Baicalein Improves Survival and Rescues Gem Assembly and Motor Neuron Function in SMA Mice
To determine whether the in vitro findings could be recapitulated in vivo, we administered baicalein (13.6 mg/kg/d) or DMSO (control) to late-onset type III SMA model mice daily by intraperitoneal injection19. After 4 weeks of treatment, histological analysis of lumbar spinal sections from SMA mice confirmed an increase in the ChAT-positive motor neuron number (Fig. 3a, P=0.0435) and recovery of nuclear gem formation (Fig. 3a, bottom, P=0.0063, labeled by arrowheads in Fig. 3a).
We found that SMN protein levels but not SMN mRNA levels were increased in various tissues from baicalein-treated SMA mice compared with those from control SMA mice (Fig. 3b) (Extended Data Fig. 2), confirming that baicalein increases the protein stability of SMND7, consistent with the data shown in Fig. 2g. Beginning at 7 months of age, we treated type III SMA mice with baicalein for four months, which improved mouse survival (P=0.048) (Fig. 3c). A reduction in the evoked compound muscle action potential (CMAP) amplitude upon sciatic nerve stimulation was observed in control SMA mice (Fig. 3d, left, P=0.0201), but this phenomenon was abolished in baicalein-treated SMA mice (Fig. 3d, right, P=0.3326). Baicalein-treated SMA mice showed better motor performance than control mice in both the fixed-speed and accelerating rotarod tests, as determined by measuring the latency to fall (Fig. 3e and f). Fluorogold retrograde tracing of spinal motor neurons revealed a higher motor neuron density within the anterior horn (Fig. 3g, left, P=0.0114) and more large a-motor neurons (Fig. 3g, right, P=0.0037) in baicalein-treated mice than in control SMA mice. Significantly, baicalein treatment increased the axonal innervation of neuromuscular junctions (NMJs) in the hamstring muscles of SMA mice (Fig. 3h, P=0.04).

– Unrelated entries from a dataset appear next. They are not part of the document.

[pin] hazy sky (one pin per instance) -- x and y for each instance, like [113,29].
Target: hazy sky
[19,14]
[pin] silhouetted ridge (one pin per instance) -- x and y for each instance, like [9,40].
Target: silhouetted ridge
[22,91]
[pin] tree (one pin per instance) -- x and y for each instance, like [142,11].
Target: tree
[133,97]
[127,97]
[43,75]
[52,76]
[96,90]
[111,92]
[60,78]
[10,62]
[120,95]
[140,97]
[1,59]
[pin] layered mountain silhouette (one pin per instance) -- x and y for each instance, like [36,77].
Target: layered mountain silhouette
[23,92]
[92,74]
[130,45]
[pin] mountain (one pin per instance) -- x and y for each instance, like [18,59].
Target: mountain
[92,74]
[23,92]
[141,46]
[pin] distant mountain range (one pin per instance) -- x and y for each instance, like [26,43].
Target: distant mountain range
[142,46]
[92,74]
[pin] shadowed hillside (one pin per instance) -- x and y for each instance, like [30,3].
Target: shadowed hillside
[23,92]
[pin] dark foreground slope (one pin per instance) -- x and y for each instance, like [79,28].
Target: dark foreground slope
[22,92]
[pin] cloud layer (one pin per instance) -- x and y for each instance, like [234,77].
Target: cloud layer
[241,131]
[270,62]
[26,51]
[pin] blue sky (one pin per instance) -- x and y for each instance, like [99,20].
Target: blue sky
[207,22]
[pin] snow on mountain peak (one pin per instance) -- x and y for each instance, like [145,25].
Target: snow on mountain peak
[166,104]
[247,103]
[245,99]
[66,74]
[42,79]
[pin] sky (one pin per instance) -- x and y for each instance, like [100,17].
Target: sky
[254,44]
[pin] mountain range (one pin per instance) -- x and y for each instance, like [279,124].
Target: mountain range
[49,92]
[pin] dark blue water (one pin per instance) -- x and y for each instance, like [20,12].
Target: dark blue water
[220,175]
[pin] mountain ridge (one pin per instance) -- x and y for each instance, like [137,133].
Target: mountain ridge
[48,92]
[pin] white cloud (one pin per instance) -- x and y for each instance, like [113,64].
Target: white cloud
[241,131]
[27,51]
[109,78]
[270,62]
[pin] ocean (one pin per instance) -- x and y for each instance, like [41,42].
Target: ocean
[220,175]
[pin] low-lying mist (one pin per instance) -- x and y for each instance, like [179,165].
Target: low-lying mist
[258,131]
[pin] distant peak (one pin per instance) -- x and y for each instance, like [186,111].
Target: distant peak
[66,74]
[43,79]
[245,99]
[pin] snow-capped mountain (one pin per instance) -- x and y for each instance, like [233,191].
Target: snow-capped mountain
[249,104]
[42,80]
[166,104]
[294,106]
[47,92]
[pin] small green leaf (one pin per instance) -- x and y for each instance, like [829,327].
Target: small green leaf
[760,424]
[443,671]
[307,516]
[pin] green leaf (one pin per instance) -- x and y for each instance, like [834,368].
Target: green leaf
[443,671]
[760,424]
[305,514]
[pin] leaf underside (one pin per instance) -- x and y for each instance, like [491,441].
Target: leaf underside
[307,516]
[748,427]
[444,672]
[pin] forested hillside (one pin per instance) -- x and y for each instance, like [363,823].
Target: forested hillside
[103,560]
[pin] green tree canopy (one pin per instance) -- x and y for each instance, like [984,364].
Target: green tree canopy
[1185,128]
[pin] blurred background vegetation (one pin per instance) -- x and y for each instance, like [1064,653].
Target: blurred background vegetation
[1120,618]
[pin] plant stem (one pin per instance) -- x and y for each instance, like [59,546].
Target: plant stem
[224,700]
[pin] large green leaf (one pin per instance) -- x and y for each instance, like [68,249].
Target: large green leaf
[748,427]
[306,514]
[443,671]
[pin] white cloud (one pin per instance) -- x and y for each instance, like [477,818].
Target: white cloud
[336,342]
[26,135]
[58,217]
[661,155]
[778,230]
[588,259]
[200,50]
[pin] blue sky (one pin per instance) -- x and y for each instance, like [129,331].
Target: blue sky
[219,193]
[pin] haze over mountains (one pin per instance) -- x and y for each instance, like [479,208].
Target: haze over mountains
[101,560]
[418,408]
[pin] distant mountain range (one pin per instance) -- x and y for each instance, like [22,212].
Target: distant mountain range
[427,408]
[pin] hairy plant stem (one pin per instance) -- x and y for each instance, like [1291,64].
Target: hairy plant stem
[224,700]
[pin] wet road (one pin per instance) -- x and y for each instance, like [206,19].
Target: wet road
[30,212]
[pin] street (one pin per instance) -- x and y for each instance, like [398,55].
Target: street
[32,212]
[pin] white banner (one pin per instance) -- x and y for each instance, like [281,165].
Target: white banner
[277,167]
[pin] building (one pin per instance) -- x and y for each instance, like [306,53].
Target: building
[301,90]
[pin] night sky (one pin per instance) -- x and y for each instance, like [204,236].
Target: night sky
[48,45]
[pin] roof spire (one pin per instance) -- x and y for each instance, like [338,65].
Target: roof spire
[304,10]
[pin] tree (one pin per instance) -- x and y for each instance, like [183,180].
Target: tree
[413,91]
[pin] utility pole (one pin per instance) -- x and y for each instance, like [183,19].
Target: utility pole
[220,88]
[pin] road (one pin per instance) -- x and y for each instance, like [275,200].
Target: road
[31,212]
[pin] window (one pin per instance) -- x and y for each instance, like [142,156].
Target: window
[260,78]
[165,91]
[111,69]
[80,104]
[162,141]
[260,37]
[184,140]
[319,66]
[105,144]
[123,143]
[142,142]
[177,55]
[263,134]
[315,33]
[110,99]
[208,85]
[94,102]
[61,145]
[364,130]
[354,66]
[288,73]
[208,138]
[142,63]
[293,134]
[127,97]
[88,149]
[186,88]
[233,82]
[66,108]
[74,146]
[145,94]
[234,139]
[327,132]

Next, we administered baicalein (13.6 mg/kg/d) or DMSO (control) to early-onset type I SMA model mice daily by intraperitoneal injection beginning at birth. We expected that the therapeutic efficacy of baicalein on type I SMA mice was weaker, as SMN2 protein levels are lower in type I SMA than in type III SMA. After baicalein treatment, the motor function of SMA mice, including the righting time, tube score, and tilting score, was improved on the 6th postnatal day (P<0.05), and the results were similar to those for heterozygous littermates treated with or without baicalein (Extended Data Fig. 3). On the 8th postnatal day, the motor function of baicalein-treated SMA mice was better than that of untreated SMA mice in the tube test (P=0.009) but not in the turnover test (P=0.065) or negative geotaxis test (P=0.58) (Extended Data Fig. 2). However, baicalein-treated type I SMA mice showed lifespans (8.8±0.4 vs. 7.9±0.2 days; P=0.13) and body weight gains that were similar to those of control SMA mice. The weaker effects of baicalein treatment on type I SMA mice than on type I SMA mice supports that baicalein targets to SMN2, endowing it with prion-like activity to perform the prion-like functions of SMN1 in vivo.